O Tribunal Regional Eleitoral da Paraíba (Tribunal Regional Eleitoral da Paraíba) decidiu, por unanimidade, rejeitar o pedido de envio de tropas federais para reforçar a segurança nas Eleições Gerais de 2026 no município de Itabaiana. A decisão foi tomada durante sessão ordinária realizada na quinta-feira (2), no julgamento do Processo Administrativo nº 0600063-42.2026.6.15.0000.
O processo teve relatoria do presidente do TRE-PB, desembargador Márcio Murilo da Cunha Ramos, e acompanhou o voto dele o vice-presidente e corregedor regional eleitoral, desembargador João Benedito da Silva, além dos desembargadores eleitorais Kéops Vasconcelos, Rodrigo Clemente de Brito Pereira, Helena Fialho e Euller Paulo de Moura Jansen.
O pedido havia sido apresentado pelo juiz da 6ª Zona Eleitoral, com sede em Itabaiana, que apontou um cenário de possível conflito entre facções criminosas e a necessidade de reforço na segurança durante o processo eleitoral.
Ao analisar o caso, o presidente do TRE-PB destacou que o uso de tropas federais é previsto apenas em situações excepcionais, quando fica comprovada a incapacidade das forças estaduais de garantir a normalidade do pleito.
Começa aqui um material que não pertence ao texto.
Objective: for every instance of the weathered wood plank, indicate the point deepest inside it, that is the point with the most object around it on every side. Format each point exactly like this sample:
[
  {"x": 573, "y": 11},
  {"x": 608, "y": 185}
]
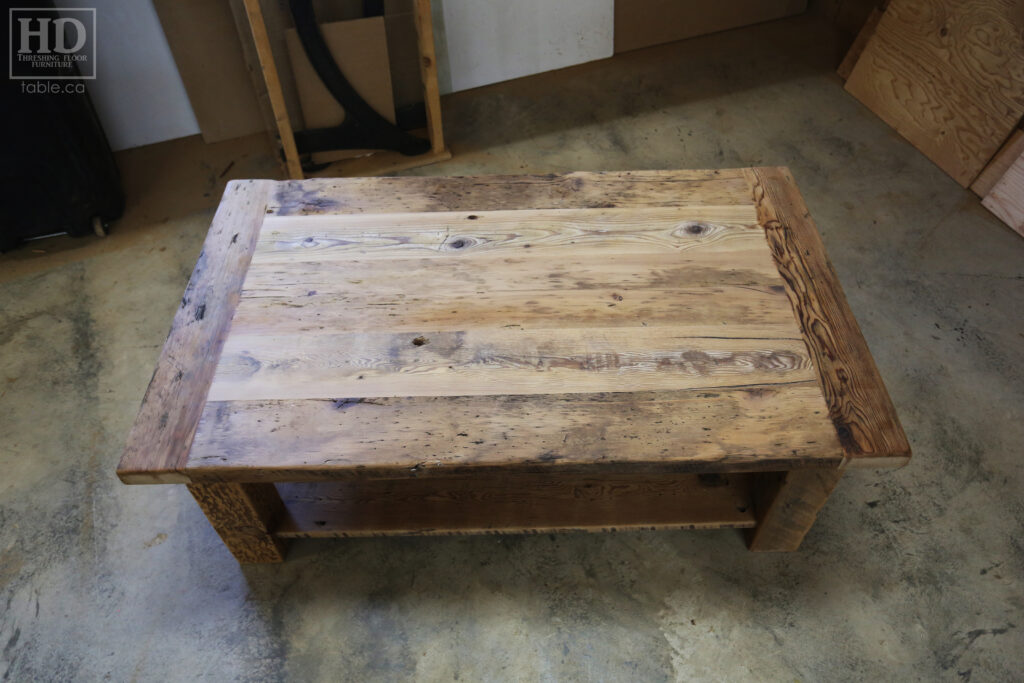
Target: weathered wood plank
[
  {"x": 448, "y": 235},
  {"x": 495, "y": 361},
  {"x": 495, "y": 193},
  {"x": 947, "y": 75},
  {"x": 858, "y": 403},
  {"x": 731, "y": 310},
  {"x": 532, "y": 504},
  {"x": 762, "y": 427},
  {"x": 158, "y": 443},
  {"x": 740, "y": 261},
  {"x": 245, "y": 516}
]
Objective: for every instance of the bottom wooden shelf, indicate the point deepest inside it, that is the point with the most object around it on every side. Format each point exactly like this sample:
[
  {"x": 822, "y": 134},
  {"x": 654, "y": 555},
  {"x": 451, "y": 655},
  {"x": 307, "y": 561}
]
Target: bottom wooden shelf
[
  {"x": 378, "y": 163},
  {"x": 515, "y": 504}
]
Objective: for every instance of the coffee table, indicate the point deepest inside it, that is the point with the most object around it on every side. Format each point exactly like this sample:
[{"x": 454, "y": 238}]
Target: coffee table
[{"x": 587, "y": 351}]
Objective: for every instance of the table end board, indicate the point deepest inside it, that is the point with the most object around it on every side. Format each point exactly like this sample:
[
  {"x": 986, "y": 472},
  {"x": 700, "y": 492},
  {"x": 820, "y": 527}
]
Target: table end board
[
  {"x": 158, "y": 443},
  {"x": 858, "y": 402}
]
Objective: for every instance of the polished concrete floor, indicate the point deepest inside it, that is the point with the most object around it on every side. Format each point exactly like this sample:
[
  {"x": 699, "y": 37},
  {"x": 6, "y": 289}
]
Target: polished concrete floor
[{"x": 909, "y": 574}]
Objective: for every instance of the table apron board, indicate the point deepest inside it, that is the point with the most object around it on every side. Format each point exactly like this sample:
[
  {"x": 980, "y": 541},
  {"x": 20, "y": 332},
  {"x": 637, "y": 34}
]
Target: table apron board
[
  {"x": 257, "y": 520},
  {"x": 439, "y": 355}
]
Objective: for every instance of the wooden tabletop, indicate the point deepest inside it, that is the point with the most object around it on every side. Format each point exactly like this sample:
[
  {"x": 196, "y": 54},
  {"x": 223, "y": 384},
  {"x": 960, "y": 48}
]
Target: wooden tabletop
[{"x": 673, "y": 321}]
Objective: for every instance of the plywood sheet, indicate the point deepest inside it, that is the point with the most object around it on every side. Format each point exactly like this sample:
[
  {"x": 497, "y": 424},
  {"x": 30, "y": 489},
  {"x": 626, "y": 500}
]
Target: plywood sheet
[
  {"x": 207, "y": 50},
  {"x": 1000, "y": 163},
  {"x": 1007, "y": 198},
  {"x": 947, "y": 75}
]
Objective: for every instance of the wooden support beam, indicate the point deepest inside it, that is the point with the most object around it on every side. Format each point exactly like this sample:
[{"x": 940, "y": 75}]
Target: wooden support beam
[
  {"x": 428, "y": 72},
  {"x": 786, "y": 505},
  {"x": 245, "y": 516},
  {"x": 272, "y": 81}
]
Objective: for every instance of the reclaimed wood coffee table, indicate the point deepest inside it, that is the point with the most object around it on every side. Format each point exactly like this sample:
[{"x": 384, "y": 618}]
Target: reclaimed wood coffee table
[{"x": 589, "y": 351}]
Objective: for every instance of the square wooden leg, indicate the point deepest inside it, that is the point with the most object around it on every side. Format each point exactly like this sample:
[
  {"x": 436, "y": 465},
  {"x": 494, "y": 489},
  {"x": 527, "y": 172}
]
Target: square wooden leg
[
  {"x": 245, "y": 516},
  {"x": 786, "y": 505}
]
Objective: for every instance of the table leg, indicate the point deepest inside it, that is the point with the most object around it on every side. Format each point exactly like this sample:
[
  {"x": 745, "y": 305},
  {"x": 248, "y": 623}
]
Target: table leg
[
  {"x": 786, "y": 505},
  {"x": 245, "y": 515}
]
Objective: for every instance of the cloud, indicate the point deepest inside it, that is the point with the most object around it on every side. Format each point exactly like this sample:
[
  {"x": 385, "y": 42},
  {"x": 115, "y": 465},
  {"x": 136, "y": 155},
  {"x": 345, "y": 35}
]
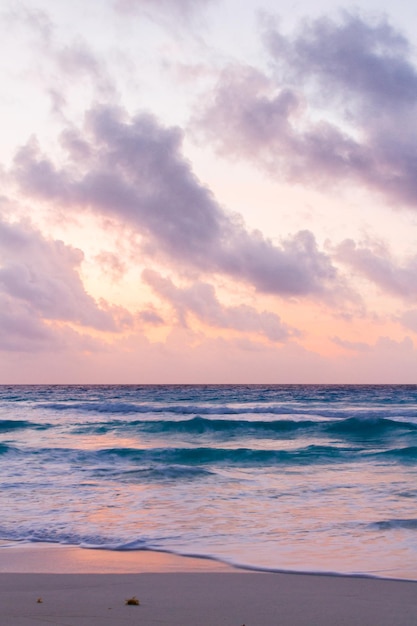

Segundo o entendimento da Corte, essa condição não foi demonstrada no caso.
O voto também considerou informações do Governo da Paraíba, que afirmou possuir condições operacionais para assegurar a realização das eleições, com planejamento específico, reforço do efetivo em áreas sensíveis, incluindo Itabaiana, e monitoramento permanente durante o período eleitoral.
Apesar do indeferimento do pedido, a Corregedoria Regional Eleitoral e o Ministério Público Eleitoral defenderam a intensificação do policiamento no município, com reforço da Polícia Militar e da Polícia Federal para prevenção de crimes eleitorais e manutenção da ordem pública.
Após a decisão, o presidente do TRE-PB afirmou em entrevista que o tema foi precedido por uma série de reuniões com órgãos de segurança. “Fiz muitas reuniões com o pessoal do Exército, da Polícia Federal, da Polícia Civil e com juízes das comarcas. Muitas reuniões. É por isso que demorou um pouquinho, porque precaução é sempre bom”, disse.
Ele também informou que outros pedidos de envio de tropas federais feitos por zonas eleitorais da Paraíba devem ser analisados nos próximos dias, de forma individual. “Cada zona eleitoral é um parecer independente, é uma situação independente, são fatos independentes”, afirmou.